A predicted loss of 2 million jobs would translate into negative absorption of about 100 million sf of office space, which combined with 94 million sf of new product, will boost the national office vacancy rate to 18 percent by year-end2009, Grubb & Ellis says. That’s an increase of almost 5 percentage points from the current rate of 13.6 percent. The good news is for investors and tenants: Distressed sales will create record buying opportunities and nervous landlords may offer more aggressive terms and concessions to keep tenants in place.

Industrial Snapshot, 1Q08

Market Vacancy Rate (%) YTD Absorption Rents PSF
Cincinnati 6.4 (311,349) $3.72
Inland Empire, CA 8.4 156,806 $6.20
Memphis, Tenn. 16.1 (54,267) $2.70
Pittsburgh, Pa. 12.7 22,825 $4.03
Salt Lake City 3.4 (69,121) $4.94

Source: Staubach Co.

Top 5 Private Equity Real Estate Companies

Company Capital raised 2003-08
(in billions)
The Blackstone Group $19.75
Morgan Stanley Real Estate $16.77
Tishman Speyer $11.36
Goldman Sachs Real Estate $11.19
Colony Capital $10.95

Source: Private Equity Real Estate

Commercial real estate professionals checked out the “ultimate green office” on display at the National Association of Office and Industrial Properties’ first green development conference in Glendale, Ariz. Leadership in Energy and Environmental Design, or LEED, certification of buildings increased nearly 70 percent in 2006, according to a recent NAIOP report. Photo credit: NAIOP

Top Retail Property Buyers

Company/2007 Retail SF Acquired Number of Properties Acquired in 2007
Centro Properties Group/73,603,957 21 properties in 9 states, plus a portfolio of 467 properties in 39 states
Developers Diversified Realty/44,817,416 3 properties in 3 states plus portfolio of 310 properties in 26 states
Simon Property Group/43,430,821 38 properties in 23 states
General Growth Properties/22,049,960 22 properties in 13 states
The Inland Real Estate Group of Cos./10,198,152 47 properties in 20 states plus 3 portfolios: 21 properties in 6 states; 13 properties in 12 states; 16 properties in 9 states

Source: Chain Store Age, May 2008

Mag Mile Property Sells

Chicago’s Michigan Avenue-based Shops at North Bridge sold for $515 million, a lower price than expected, to Macerich Co. The lower price reflects the fact that the mall will face a $5 million higher property tax bill this year when it is reassessed. Nordstrom is the big draw to this 680,933-sf mall developed by John Buck, one of the sellers along with the Westfield Group and a Morgan Stanley real estate fund. The acquisition also includes 1,200 parking spaces and 133,615 sf of office space.

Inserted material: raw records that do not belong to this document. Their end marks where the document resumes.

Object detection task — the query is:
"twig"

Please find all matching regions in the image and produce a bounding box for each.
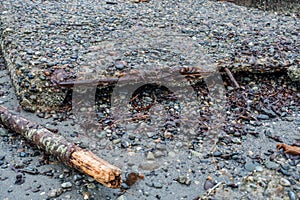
[225,68,240,88]
[0,106,122,188]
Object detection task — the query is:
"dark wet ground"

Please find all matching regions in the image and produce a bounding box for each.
[0,0,300,200]
[217,0,300,16]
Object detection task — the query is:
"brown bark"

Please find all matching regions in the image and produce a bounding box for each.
[0,106,122,188]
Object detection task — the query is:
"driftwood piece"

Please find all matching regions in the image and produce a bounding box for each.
[57,67,216,88]
[0,106,122,188]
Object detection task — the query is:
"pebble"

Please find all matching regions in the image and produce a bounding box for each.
[244,161,259,172]
[168,151,176,158]
[139,161,159,171]
[257,114,270,120]
[147,152,155,160]
[279,178,291,187]
[203,179,217,190]
[288,190,297,200]
[0,128,8,137]
[117,195,127,200]
[176,176,192,185]
[48,188,63,198]
[255,166,264,172]
[231,137,242,144]
[61,182,72,189]
[153,182,163,189]
[265,160,280,169]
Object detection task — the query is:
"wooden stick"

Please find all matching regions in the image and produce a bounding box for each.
[57,68,213,88]
[225,68,240,88]
[0,106,122,188]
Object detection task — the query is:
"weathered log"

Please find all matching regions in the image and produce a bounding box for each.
[0,106,122,188]
[57,67,216,88]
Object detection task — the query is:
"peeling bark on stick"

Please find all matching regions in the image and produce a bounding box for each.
[0,106,122,188]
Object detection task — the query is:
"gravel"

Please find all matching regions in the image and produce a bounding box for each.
[0,0,300,111]
[0,1,300,199]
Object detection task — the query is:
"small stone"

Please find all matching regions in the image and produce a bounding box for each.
[139,161,159,171]
[257,114,270,120]
[117,195,127,200]
[168,151,176,158]
[147,152,155,160]
[288,190,297,200]
[48,188,63,198]
[255,166,264,172]
[265,160,279,169]
[73,174,83,181]
[176,176,192,185]
[147,132,155,138]
[279,178,291,187]
[61,182,72,189]
[115,60,127,70]
[203,179,217,190]
[231,137,242,144]
[154,150,165,158]
[153,182,163,189]
[244,161,258,172]
[0,128,8,137]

MOBs’ Future Looks Healthy

Despite the credit market crunch, the dollar volume of medical office space transactions hit a new high of $4.7 billion in 2007, reflecting growing investor interest in this healthy office sector, says a Grubb & Ellis report. MOBs are expected to weather the soft economic conditions better than other properties due to the growing demand for healthcare services, especially by an aging U.S. population. In terms of asking rental rates, MOBs averaged 2.8 percent growth annually in the last seven years, compared with 1.3 percent annual growth for traditional office space. California, Texas, Florida, and Illinois accounted for one-third of MOB starts last year, and construction expected to jump 14 percent this year. By 2010, healthcare construction costs could top $60.1 billion, according to an FMI report.